En esta publicación, quiero brindar un par de reflexiones sobre algunos aspectos del ataque ilegal de Estados Unidos a Venezuela el 3 de enero. Sin embargo, antes de hacerlo, simplemente debo decir que apoyo completamente los análisis de mis colegas aquí en EJIL: Talk! y en Seguridad Justa. La ilegalidad de la operación militar estadounidense contra Venezuela es tan obvia, tan manifiesta y tan atroz, que la cuestión simplemente no admite desacuerdos razonables. Contrariamente a los tibios comentarios de los líderes de algunos aliados de Estados Unidos y a sus cuidadosas ofuscaciones en la reunión del Consejo de Seguridad reunido el lunes, no hay nada legalmente complejo en esta situación. Las violaciones del derecho internacional son tan claras como el agua, al igual que la exhibición del desvergonzado imperialismo estadounidense.

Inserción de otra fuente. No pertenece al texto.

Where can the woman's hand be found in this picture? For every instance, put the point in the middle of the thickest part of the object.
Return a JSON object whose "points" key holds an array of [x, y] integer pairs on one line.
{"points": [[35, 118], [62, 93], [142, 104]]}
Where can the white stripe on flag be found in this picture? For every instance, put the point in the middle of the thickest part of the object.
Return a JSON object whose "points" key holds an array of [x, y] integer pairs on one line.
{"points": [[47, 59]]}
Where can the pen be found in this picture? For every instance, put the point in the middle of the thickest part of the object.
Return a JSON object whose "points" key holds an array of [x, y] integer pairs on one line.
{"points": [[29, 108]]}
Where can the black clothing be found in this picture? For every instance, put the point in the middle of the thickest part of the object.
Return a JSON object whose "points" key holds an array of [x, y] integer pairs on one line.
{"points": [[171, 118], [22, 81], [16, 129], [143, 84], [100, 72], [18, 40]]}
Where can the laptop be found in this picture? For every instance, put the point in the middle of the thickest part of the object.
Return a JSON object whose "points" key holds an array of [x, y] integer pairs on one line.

Dicho esto, en esta publicación discutiré: (1) algunos aspectos de las justificaciones que Estados Unidos ha ofrecido hasta ahora para sus acciones, que, lo más importante, cobraron la vida de unas 80 personas; (2) el uso de cibernéticos en la operación; y (3) la continua violación por parte de Estados Unidos de la prohibición de intervenir en los asuntos internos de Venezuela.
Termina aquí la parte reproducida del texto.